There are limited studies directly comparing correlation and agreement between peak expiratory flow rate (PEFR) and forced expiratory volume in 1 second (FEV1) for severity classification of COPD. However, clarifying the role of PEFR as a surrogate of COPD severity classification instead of FEV1 is essential in situations and areas where spirometry is not routinely available.
To evaluate the agreement between FEV1 and PEFR using Global initiative for chronic Obstructive Lung Disease (GOLD) severity classification criteria.
This cross-sectional study included stable COPD patients. Both absolute values and % predicted FEV1 and % predicted PEFR were obtained from the same patients at a single visit. The severity of COPD was classified according to GOLD criteria. Pearson's correlation coefficient was used to examine the relationship between FEV1 and PEFR. The agreement of % predicted FEV1 and % predicted PEFR in assigning severity categories was calculated using Kappa statistic, and identification of the limits of agreement was by Bland-Altman analysis. Statistical significance was set at P-value <0.05.

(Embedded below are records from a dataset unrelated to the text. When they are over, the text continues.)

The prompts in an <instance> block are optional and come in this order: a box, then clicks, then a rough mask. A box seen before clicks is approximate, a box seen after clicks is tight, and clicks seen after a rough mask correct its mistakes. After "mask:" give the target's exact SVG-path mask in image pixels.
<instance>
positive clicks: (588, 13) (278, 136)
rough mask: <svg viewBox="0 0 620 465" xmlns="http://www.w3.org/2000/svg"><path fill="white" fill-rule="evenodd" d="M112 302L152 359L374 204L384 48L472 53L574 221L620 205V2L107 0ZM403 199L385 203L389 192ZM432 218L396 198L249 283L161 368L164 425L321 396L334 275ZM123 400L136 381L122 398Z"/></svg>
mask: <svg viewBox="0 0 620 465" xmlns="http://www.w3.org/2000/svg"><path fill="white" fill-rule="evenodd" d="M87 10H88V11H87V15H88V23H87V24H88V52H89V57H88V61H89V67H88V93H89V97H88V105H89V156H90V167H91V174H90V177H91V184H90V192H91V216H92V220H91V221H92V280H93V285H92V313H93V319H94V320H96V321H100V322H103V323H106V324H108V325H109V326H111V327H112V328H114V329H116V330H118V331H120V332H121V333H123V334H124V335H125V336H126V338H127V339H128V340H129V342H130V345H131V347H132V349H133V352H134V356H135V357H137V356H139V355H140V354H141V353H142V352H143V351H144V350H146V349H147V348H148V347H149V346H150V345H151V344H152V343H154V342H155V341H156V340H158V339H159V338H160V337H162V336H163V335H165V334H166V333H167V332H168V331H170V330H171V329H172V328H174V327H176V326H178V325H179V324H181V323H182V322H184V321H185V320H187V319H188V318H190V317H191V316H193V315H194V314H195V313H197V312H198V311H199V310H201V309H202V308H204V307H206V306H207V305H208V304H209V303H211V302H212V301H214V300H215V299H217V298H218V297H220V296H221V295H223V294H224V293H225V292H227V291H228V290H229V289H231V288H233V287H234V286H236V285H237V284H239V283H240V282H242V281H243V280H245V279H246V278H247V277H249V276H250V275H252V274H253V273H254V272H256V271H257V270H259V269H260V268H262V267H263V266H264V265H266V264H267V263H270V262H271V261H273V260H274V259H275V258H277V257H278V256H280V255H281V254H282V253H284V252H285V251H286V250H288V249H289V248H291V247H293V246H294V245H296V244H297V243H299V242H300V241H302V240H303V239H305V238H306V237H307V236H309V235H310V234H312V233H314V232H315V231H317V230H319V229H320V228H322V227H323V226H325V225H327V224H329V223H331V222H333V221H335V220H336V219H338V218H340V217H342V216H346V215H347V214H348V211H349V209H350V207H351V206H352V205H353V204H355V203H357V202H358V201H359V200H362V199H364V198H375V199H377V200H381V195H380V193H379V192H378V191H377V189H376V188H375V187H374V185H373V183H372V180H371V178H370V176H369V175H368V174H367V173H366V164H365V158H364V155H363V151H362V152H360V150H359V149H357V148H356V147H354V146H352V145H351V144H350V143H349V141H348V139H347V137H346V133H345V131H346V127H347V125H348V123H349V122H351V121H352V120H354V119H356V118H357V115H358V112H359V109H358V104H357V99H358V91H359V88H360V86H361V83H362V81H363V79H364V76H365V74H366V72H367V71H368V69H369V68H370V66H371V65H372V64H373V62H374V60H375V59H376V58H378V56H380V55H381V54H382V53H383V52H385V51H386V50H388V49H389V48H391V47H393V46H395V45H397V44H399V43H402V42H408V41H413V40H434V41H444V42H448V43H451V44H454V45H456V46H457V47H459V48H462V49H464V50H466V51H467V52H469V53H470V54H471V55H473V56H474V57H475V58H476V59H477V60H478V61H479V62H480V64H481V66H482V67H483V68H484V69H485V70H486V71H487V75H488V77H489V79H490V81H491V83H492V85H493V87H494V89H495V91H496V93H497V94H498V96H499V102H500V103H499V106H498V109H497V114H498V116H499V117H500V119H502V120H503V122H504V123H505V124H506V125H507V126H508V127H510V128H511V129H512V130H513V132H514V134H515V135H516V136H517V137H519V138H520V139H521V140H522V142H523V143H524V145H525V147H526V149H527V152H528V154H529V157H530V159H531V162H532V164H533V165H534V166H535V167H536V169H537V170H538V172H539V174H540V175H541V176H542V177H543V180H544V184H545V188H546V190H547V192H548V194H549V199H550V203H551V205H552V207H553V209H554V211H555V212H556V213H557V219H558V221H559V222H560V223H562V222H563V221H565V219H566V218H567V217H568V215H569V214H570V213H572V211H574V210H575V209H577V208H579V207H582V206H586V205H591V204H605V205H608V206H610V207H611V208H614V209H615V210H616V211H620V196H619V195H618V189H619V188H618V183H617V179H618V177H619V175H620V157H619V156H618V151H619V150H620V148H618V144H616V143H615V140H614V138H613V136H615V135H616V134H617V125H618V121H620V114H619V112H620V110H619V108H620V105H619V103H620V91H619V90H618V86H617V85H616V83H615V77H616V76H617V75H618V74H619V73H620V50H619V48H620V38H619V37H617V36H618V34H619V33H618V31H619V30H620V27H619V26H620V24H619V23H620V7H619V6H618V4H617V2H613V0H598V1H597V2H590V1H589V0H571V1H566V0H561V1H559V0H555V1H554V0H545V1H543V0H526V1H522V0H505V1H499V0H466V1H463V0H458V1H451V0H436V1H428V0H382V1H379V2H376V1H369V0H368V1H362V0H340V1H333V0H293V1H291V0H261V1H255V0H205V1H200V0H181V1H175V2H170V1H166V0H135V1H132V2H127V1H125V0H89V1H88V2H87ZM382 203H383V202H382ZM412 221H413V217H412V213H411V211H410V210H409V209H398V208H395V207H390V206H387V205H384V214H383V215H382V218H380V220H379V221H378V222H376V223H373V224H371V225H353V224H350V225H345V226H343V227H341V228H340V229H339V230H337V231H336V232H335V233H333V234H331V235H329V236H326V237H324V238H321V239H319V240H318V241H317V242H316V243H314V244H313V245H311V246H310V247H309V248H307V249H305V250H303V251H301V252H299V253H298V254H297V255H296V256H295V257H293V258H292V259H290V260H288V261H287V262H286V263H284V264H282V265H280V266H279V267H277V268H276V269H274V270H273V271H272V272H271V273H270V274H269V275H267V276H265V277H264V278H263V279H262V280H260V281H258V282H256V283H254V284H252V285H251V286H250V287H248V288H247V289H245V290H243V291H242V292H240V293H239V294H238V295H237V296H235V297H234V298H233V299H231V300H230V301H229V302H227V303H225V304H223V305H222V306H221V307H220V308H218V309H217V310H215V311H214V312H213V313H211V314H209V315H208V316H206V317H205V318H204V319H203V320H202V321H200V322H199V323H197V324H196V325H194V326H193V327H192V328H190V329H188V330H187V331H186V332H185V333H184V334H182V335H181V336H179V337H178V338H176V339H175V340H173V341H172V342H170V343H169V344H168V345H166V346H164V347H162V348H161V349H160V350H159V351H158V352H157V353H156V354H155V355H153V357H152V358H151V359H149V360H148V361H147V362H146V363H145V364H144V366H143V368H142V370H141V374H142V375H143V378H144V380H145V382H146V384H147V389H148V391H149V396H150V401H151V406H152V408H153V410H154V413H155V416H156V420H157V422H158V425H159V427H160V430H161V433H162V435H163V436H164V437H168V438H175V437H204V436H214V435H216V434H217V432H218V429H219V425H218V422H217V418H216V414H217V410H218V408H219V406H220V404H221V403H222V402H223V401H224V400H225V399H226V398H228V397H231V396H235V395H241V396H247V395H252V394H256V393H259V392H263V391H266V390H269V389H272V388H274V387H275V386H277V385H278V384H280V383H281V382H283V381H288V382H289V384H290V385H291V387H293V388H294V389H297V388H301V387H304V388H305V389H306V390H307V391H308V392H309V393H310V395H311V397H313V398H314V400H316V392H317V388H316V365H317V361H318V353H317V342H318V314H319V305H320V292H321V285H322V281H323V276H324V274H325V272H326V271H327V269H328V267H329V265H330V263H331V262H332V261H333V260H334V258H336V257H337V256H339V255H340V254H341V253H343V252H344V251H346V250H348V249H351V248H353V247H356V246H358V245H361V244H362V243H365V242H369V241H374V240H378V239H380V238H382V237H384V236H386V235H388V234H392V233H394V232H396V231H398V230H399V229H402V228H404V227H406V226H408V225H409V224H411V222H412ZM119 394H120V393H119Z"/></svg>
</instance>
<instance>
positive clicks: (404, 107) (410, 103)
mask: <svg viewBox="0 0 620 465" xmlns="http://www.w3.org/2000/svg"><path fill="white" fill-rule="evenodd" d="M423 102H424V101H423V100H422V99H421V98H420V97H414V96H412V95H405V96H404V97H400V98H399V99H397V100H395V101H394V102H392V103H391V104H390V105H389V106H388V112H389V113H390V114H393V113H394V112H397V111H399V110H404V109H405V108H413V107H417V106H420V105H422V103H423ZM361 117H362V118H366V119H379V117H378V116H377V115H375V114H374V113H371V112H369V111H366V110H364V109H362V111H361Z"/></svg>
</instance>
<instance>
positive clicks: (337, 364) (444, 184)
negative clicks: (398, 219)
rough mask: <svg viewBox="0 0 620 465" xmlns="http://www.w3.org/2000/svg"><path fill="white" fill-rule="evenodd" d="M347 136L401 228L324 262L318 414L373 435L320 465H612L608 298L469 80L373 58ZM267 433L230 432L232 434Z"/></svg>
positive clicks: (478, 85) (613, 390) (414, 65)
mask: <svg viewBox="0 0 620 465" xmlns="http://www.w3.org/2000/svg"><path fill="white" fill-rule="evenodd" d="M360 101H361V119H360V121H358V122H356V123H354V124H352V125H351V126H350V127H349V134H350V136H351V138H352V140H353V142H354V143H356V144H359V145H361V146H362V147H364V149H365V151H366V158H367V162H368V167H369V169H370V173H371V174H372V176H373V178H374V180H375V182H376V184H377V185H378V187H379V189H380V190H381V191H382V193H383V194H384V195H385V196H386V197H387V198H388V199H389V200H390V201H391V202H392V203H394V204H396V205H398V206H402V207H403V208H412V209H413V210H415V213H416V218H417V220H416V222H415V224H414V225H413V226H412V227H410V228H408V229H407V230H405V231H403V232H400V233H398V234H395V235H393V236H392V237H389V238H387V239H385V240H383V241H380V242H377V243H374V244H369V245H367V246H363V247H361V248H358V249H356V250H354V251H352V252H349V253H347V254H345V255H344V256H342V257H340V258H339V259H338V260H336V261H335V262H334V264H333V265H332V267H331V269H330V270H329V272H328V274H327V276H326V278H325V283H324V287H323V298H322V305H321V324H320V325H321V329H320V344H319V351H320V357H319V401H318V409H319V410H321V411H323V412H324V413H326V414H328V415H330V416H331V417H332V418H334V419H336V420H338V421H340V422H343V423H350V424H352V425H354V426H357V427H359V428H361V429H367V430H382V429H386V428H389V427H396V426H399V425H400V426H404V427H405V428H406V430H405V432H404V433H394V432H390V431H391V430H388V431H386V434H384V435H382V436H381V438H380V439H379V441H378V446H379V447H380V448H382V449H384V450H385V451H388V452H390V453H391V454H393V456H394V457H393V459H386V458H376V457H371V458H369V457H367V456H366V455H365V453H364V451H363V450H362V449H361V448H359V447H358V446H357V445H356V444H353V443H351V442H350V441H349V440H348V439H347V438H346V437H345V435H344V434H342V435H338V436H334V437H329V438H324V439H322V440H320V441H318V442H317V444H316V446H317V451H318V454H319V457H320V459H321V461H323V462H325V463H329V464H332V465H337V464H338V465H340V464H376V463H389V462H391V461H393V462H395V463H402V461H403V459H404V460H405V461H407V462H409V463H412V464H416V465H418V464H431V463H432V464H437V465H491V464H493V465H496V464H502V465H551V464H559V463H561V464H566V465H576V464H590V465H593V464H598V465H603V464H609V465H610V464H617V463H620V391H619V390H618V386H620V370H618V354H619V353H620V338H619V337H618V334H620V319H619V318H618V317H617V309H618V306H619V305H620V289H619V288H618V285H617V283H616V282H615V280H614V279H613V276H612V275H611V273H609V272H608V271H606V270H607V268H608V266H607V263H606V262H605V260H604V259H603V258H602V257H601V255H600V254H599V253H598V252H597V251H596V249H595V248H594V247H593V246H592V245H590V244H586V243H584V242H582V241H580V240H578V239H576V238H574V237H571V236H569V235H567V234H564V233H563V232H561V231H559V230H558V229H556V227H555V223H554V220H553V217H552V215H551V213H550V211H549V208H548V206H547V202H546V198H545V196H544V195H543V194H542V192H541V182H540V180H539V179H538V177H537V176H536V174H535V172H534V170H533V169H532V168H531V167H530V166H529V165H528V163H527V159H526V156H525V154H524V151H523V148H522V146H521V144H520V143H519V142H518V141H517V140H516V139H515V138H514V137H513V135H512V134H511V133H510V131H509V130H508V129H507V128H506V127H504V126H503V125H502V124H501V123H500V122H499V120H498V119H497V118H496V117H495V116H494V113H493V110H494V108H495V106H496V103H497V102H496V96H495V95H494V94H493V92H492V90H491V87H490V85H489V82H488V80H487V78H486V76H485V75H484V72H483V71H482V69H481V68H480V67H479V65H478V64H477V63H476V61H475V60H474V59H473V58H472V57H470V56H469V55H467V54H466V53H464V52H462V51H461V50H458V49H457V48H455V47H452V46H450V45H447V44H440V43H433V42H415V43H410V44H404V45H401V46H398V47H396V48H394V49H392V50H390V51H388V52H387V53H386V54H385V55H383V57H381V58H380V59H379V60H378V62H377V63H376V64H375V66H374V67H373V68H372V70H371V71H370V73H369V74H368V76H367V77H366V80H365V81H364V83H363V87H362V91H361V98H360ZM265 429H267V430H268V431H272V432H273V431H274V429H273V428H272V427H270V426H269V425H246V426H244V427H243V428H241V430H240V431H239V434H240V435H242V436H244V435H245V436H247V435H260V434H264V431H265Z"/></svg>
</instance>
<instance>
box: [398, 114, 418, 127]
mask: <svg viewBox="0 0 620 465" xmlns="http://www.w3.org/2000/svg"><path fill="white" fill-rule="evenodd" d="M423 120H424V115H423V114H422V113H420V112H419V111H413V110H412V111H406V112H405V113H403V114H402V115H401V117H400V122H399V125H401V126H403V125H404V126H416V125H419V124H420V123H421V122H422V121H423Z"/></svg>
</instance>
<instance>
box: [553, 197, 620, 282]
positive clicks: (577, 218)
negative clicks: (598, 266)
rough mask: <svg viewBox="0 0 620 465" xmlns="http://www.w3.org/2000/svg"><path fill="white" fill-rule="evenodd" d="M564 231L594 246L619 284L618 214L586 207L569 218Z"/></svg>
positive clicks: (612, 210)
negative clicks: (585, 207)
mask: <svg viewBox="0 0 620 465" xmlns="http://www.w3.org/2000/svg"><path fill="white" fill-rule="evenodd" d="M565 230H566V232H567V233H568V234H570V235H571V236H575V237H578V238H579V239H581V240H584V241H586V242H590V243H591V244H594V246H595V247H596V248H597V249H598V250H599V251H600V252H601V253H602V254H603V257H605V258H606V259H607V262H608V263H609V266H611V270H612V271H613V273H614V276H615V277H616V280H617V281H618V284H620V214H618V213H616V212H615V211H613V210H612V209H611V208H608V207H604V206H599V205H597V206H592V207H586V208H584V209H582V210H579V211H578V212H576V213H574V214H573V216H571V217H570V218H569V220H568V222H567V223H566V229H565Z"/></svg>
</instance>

Three hundred stable COPD patients were enrolled; 195 (65.0%) male, mean age 70.4±9.4 years, and mean % predicted FEV1 51.4±20.1. Both correlations between the % predicted FEV1 and PEFR as well as the absolute values were strongly significant (r=0.76, P<0.001 and r=0.87, P<0.001, respectively). However, severity categories of airflow limitation based on % predicted FEV1 or PEFR intervals were concordant in only 179 patients (59.7%). The Kappa statistic for agreement was 0.41 (95% confidence interval, 0.34-0.48), suggesting unsatisfied agreement. The calculated limits of agreement were wide (+27.1% to -28.9%).
Although the correlation between FEV1 and PEFR measurements were strongly significant, the agreement between the two tests was unsatisfied and may influence inappropriate clinical decision making in diagnosis, severity classification, and management of COPD.